Looks good AAA. Did you use an vinometer to get the %ABV? Keep up the good work and keep us posted. I can't wait to attempt a receipe like this!!!!


----------



## AAASTINKIE (Oct 8, 2005)

using Masta's chart he posted the link to my ABV goes from 16.7 to 17.7
I like that chart...lol I now have 6 gallons, 1 bottle, 1 half
bottle.


----------



## Bill B (Oct 9, 2005)

Great post, awsome label like others im still laughing. 


Bill


----------



## MedPretzel (Dec 30, 2005)

So, how does it taste?


----------



## Waldo (Dec 31, 2005)

Is there any left Stinkie?


----------



## AAASTINKIE (Dec 31, 2005)

I haven't tasted the X-71 yet, I have given most of it away though!!...lol


----------



## Wade E (Mar 10, 2007)

Thats hilarious and you are demented and thats why we love you Frank. Thats a great label.
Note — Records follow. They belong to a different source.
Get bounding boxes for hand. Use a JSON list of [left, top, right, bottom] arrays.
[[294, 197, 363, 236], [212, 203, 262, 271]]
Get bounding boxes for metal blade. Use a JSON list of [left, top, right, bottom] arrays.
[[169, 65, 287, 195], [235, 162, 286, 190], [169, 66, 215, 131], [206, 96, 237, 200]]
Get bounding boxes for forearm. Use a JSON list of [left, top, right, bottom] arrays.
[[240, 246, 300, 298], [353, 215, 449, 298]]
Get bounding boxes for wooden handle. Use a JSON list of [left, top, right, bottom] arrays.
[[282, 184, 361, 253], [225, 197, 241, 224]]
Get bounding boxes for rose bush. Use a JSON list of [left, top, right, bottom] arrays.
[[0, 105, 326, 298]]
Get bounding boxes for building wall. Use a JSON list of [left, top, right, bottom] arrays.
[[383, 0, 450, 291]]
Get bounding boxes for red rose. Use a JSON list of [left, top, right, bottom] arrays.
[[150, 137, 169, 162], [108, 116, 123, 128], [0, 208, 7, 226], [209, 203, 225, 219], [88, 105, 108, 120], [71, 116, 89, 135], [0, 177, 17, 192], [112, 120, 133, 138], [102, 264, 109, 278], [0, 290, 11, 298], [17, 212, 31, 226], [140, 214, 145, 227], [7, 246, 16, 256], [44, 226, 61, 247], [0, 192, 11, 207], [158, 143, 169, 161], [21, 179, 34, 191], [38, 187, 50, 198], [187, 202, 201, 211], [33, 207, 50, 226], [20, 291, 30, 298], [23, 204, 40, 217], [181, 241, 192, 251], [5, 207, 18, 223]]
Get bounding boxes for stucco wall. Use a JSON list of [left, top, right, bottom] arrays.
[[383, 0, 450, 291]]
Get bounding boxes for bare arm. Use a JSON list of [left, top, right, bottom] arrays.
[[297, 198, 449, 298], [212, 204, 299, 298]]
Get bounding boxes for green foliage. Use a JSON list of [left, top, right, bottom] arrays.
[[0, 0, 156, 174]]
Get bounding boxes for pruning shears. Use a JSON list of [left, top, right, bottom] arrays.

Did you ever get to taste this one?


----------



## AAASTINKIE (Mar 10, 2007)

I'm going to make a new batch soon, but keep it at 12%, but I also want to try to make an ice style wine with welches also, thats what I started to do with the X-71 but never sweetened it.


----------



## AAASTINKIE (Mar 10, 2007)

We had a bottle at Ramona's house, but I mixed mine with juice and Ramona fell asleep...lol


----------



## Wade E (Mar 10, 2007)

Probably more like passed out!


----------



## rgecaprock (Mar 11, 2007)

Hey guys !!!


More like a coma !!!


Ramona


----------



## Cracked Cork (Mar 24, 2007)

ASTINKIE, out of curiosity, what if you just used only the concentrate and not the prediluted gallons? Would that give you more grape in less volume so you could stick with 5 gallons and not have to keep raising the volume while trying to get more juice? I have been looking for a strong welches recipie to try for fun, I like your idea of putting a lot of juice into it. Crackedcork


----------



## AAASTINKIE (Mar 24, 2007)

My next X-71 will be all concentrate, no bottled juice.


----------



## Cracked Cork (Mar 25, 2007)

AAASTINKIE, are you planning on 4 or 5 cans to the gallon to start off with? THanks, Crackedcork


----------



## AAASTINKIE (Jan 8, 2008)

Started my second batch of X-71 the other day, also started a batch of fastdrinkingwine.com (10% ABV Welches).


----------



## Wade E (Jan 8, 2008)

You are a madman!


----------



## zember311 (Jan 21, 2008)

*Bookmark*


----------



## Joanie (Feb 6, 2008)

Frank! WHAT is on your head???


----------



## merlot joe (Mar 2, 2008)

whwen are u gonna do the all concentrate x71 recipe i would like to try also


----------



## PolishWineP (Mar 3, 2008)

Frank! So good to see you in your normal state!


----------



## AAASTINKIE (Mar 4, 2008)

I added the acid blend as per my former instructions and wound up with way too much acid when I tested it and had to put the calcium to it, I have the X-71 on oak chips now for a few months.


----------



## Waldo (Mar 4, 2008)

Did you have to cold stabilize after you added the calcium?


----------



## AAASTINKIE (Mar 4, 2008)

I guess not cause I didn't, it was still fermenting when I found the problem.


----------



## NorthernWinos (Mar 4, 2008)

Looks good Stinkie...like the looks of oak in a dark wine....






Keep us Posted.....


----------



## AAASTINKIE (Mar 29, 2008)

The X-71 was bottled yesterday, it finished at SG 1.014 with around 17% Alcohol, my wine expert tester and sweetheart says it's a Port so that's what we called it. I also have a Spagnols Port kit fermenting now and will enjoy comparing the taste when they are done I also will include a bottle of red ice wine in the tasting, the ice wine kit and port kit are around $77 each for 3 gallons and the X-71 was $65 for 6.5 gallons.


----------



## SmokinDawg (Mar 29, 2008)

nice label a view from where you live?


----------



## corn field (Mar 29, 2008)

a simple but verry elagent label i like it


----------



## bmorosco (Apr 13, 2008)

Great Job!


----------



## Frank&Rita (Nov 21, 2008)

SmokinDawg said:


> nice label a view from where you live?




No, I live in a van down by the river...


----------



## Frank&Rita (Nov 21, 2008)

Now that I brought this up, I'm going to have to try the X-71 to the kit Port next week, Monday I'm swapping from nights to days, might get into some then...


----------